LAHORE: Pakistan Awami Tehreek (PAT) leader Tahirul Qadri is scheduled to return to Pakistan on June 3 in order to overview PAT’s preparations for the upcoming general elections and develop alliances with Pakistan Peoples Party and Pakistan Muslim League-Quaid (PML-Q), a local media outlet reported on Tuesday.
PAT leaders are currently in negotiations with PPP and PML-Q to explore the possibility of participating in the elections under a joint symbol, at least in Punjab.
“The PPP can contest on whatever symbol it wants in Sindh or any other province, but PAT is asking it to field joint candidates on a joint symbol and the PPP is listening. Similarly, the PML-Q is striving hard to gather all splinter factions of Muslim Leagues and some other religious groups, it was also talking to PAT for an umbrella alliance, covering all its sub-alliances. The talks are inching towards consensus and that is why the PAT chief is arriving,” said PAT spokesman Noorullah Siddiqui in response to a question over why the PPP and PML-Q would change their symbols when they have already obtained their desired symbols.
The spokesman said that an alliance with PTI is unrealistic because it has grown too large for an alliance or to make seat adjustments.
“The PAT had two major demands: making the Justice Baqar Najfi report public and justice for Model Town massacre. The report has been made public and the court is hearing the case on a daily basis now after a suo motu. The party thus has no issue to agitate at its previous level,” he said.

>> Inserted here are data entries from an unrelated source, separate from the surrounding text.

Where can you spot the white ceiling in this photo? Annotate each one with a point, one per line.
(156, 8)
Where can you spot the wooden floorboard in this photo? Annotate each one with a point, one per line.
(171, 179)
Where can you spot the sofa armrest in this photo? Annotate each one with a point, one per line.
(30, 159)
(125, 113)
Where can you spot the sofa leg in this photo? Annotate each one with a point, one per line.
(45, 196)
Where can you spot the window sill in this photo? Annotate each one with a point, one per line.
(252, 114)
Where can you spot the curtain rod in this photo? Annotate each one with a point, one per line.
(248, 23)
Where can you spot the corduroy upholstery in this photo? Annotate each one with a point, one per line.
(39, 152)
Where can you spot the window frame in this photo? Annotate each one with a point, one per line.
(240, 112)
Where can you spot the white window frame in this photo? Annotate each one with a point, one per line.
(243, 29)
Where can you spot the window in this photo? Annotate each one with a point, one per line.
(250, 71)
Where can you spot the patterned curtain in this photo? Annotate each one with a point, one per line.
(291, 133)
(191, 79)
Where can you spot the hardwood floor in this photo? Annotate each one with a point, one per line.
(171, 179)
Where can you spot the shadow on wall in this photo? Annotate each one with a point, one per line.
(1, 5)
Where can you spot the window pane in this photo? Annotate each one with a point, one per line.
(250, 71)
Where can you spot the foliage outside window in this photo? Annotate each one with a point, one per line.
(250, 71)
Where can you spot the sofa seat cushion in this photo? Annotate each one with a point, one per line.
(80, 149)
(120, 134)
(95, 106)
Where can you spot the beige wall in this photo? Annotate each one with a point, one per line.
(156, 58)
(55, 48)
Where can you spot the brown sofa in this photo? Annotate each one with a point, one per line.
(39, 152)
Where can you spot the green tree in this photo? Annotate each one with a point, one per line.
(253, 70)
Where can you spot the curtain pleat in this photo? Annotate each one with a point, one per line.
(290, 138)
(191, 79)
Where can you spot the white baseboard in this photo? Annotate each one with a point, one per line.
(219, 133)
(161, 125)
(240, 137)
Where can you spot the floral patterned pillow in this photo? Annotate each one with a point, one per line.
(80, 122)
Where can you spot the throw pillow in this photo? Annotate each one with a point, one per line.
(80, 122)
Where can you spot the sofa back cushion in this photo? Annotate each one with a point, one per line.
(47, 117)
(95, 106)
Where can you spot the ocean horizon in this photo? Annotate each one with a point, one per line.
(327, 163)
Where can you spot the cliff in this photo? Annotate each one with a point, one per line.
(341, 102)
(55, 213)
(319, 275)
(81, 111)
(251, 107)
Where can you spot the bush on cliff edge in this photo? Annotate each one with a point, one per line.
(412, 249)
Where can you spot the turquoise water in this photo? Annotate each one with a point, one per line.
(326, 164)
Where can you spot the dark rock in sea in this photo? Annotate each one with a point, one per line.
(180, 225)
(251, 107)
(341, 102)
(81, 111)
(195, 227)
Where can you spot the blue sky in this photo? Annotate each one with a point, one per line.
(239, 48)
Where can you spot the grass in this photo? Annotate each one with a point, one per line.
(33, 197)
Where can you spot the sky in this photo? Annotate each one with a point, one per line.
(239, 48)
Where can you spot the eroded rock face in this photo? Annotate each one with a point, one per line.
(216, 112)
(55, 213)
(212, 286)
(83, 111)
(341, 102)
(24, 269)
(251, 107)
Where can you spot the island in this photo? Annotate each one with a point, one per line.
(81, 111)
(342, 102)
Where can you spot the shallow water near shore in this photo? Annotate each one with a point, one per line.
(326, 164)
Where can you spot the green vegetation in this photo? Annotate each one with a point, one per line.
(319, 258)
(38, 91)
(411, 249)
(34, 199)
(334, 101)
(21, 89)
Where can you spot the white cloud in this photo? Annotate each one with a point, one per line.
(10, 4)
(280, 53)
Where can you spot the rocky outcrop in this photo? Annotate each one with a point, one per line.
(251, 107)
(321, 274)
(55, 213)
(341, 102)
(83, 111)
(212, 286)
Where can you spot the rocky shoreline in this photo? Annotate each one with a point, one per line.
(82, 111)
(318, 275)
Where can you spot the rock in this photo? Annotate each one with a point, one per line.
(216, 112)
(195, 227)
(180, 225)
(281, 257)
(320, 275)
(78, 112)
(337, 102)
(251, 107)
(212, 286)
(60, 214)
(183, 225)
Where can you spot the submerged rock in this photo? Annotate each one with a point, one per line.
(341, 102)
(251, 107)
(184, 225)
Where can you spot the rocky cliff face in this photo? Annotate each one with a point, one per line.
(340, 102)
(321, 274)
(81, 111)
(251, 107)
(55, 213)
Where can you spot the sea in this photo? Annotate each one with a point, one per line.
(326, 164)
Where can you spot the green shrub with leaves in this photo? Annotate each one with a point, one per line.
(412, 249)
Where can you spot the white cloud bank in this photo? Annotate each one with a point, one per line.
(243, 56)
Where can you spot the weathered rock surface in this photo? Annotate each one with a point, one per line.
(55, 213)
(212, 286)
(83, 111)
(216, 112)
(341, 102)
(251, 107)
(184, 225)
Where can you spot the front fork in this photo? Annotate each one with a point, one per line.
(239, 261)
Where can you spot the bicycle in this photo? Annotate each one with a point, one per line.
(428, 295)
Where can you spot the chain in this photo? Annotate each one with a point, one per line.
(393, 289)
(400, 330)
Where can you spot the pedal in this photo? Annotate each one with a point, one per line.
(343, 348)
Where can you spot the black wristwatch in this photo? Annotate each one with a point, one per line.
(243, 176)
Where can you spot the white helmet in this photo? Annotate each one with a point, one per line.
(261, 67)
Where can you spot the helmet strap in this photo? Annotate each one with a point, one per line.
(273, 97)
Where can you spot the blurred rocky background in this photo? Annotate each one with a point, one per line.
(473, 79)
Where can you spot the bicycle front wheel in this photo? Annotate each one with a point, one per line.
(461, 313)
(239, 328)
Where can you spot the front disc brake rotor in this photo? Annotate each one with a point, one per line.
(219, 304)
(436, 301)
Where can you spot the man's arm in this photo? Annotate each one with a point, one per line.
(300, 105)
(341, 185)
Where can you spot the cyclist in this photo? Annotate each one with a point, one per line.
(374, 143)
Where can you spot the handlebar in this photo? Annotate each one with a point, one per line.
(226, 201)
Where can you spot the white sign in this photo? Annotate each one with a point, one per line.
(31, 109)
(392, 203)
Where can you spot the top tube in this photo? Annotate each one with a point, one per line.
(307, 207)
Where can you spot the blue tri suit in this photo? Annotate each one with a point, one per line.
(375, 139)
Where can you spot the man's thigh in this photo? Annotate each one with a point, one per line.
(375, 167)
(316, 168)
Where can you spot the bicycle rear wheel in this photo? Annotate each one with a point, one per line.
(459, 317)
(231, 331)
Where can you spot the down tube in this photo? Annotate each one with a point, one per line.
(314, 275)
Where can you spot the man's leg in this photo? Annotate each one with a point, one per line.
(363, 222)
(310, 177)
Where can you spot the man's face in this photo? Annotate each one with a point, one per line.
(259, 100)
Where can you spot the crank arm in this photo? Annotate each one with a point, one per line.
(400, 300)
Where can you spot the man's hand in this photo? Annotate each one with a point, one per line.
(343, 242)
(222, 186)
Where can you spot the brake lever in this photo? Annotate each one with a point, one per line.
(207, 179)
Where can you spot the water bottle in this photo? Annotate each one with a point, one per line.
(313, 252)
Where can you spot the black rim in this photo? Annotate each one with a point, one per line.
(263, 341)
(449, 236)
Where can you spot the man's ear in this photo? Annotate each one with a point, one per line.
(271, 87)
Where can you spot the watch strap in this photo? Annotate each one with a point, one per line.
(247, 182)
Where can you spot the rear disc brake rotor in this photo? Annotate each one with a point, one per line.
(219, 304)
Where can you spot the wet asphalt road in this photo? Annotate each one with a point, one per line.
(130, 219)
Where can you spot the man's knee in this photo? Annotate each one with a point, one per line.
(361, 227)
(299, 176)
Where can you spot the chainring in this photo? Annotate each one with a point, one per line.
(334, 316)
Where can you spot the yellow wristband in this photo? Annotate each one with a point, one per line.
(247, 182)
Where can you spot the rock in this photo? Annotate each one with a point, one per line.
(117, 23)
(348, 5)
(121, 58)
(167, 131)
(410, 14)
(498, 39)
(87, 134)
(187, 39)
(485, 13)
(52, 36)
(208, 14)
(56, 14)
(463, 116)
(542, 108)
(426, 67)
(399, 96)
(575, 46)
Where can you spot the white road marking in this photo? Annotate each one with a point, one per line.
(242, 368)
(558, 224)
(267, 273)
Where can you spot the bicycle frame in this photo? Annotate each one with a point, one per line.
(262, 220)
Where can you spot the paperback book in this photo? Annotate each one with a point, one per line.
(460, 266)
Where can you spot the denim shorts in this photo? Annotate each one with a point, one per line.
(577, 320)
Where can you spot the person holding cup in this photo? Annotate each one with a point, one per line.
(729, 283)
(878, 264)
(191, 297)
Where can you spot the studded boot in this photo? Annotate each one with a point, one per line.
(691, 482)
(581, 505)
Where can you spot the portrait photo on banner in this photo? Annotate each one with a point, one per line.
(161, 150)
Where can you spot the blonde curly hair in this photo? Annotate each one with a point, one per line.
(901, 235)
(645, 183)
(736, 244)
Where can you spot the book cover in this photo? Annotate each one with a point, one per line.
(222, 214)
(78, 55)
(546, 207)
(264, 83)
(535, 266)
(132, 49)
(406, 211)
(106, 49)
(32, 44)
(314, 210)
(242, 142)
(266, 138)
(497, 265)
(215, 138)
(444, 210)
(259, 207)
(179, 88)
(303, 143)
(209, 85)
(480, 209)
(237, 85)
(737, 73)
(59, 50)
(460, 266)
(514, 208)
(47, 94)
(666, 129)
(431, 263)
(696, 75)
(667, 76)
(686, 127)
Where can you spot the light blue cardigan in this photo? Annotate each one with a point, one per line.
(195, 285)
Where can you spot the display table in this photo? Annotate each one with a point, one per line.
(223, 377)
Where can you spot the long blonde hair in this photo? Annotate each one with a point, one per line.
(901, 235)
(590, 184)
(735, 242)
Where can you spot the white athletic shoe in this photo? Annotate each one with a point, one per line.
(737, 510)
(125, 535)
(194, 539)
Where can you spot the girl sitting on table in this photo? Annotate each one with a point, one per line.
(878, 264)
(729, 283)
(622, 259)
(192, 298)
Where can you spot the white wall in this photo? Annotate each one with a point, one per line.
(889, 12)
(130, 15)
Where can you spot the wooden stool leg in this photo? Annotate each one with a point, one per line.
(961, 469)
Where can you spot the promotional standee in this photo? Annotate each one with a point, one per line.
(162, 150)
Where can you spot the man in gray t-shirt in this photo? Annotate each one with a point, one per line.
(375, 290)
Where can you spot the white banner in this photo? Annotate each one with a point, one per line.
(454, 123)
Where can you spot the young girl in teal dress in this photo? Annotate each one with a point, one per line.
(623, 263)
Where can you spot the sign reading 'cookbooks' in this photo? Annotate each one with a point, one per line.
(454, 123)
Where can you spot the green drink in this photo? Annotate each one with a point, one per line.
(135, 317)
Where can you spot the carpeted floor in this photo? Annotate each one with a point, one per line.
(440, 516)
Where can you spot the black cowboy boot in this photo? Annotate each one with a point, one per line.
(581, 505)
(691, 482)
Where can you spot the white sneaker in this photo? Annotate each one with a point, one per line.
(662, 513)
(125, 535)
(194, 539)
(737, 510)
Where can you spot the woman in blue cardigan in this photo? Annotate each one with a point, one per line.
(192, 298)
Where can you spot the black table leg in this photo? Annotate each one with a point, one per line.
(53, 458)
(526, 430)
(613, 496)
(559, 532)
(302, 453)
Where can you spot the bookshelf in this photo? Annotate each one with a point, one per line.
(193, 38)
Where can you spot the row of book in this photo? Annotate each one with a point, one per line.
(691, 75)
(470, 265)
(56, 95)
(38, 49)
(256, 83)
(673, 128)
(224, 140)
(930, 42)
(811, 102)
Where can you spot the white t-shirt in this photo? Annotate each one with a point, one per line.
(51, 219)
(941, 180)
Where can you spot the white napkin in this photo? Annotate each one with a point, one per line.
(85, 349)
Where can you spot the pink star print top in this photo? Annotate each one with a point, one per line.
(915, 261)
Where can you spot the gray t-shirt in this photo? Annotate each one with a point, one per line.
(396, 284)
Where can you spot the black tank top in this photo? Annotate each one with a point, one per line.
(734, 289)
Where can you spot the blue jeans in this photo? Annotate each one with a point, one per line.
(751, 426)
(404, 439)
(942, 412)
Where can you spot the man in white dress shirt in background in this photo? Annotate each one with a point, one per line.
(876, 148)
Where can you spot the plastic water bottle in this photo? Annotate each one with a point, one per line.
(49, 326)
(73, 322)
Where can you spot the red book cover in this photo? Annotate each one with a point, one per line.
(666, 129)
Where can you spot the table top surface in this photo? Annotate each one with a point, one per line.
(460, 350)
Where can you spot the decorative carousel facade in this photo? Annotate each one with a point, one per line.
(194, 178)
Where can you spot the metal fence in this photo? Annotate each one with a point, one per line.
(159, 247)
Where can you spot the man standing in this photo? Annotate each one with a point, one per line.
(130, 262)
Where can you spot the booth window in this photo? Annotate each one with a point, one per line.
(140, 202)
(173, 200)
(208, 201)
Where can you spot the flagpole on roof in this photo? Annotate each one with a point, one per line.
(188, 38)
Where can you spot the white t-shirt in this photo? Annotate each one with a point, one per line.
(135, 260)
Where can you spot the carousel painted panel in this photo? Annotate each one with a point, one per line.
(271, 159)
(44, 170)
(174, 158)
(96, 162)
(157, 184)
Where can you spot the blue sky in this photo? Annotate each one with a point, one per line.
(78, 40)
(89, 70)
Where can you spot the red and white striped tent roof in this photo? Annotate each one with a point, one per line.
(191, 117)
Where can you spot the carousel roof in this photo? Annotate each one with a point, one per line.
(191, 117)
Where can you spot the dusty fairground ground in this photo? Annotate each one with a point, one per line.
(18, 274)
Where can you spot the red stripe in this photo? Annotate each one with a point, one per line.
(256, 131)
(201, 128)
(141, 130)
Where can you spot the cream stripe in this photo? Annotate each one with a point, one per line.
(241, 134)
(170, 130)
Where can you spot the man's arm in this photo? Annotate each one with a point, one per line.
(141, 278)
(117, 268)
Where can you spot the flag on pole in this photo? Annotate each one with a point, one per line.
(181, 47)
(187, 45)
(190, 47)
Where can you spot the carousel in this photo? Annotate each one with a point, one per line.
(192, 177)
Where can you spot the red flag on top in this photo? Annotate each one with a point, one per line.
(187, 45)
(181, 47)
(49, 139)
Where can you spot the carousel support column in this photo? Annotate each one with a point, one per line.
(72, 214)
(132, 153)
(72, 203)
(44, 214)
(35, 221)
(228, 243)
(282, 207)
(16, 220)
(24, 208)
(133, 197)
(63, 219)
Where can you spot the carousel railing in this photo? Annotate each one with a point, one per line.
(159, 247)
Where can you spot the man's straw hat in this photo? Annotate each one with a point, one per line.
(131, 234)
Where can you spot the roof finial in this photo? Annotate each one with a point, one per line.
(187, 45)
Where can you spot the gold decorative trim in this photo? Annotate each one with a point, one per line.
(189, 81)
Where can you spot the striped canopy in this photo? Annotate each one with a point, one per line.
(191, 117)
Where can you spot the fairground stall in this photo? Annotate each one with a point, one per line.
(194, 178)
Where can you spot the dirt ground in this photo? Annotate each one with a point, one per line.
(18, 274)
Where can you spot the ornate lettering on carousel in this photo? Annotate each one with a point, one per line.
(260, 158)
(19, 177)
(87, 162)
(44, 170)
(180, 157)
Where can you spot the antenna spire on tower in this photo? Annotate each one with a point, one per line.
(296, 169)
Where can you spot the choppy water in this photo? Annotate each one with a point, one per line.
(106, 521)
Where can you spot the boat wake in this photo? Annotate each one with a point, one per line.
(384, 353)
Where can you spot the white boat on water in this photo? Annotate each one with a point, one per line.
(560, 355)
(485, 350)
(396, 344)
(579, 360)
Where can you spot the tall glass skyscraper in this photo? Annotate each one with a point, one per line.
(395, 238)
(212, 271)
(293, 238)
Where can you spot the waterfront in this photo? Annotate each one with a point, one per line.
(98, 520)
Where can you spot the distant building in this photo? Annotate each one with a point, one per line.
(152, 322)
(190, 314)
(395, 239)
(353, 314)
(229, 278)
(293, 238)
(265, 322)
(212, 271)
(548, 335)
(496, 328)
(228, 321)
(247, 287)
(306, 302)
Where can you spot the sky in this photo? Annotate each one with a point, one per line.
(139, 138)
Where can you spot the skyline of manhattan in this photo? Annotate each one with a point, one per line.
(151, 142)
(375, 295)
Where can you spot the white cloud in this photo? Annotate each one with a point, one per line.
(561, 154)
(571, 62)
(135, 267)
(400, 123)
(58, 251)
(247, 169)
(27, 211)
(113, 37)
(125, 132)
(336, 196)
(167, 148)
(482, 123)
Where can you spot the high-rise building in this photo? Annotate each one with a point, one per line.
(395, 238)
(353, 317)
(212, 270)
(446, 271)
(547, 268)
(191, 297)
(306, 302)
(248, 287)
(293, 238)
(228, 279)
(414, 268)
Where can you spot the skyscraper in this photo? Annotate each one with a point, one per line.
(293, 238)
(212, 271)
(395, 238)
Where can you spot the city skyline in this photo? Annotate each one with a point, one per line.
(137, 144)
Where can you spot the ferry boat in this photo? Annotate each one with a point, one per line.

“If alliance with other parties matures and contest becomes a single symbol affair, Tahirul Qadri would become part of the election campaign and stay till elections. If it is only seat adjustments and all parties contest on their individual symbols, the PAT chief might decide to leave early. The PAT is going to put up its own candidates on selective seats (and their details cannot be diverged at this stage) and cooperate with others on the rest of the seats,” he said in response to how long Tahirul Qadri would stay in the country.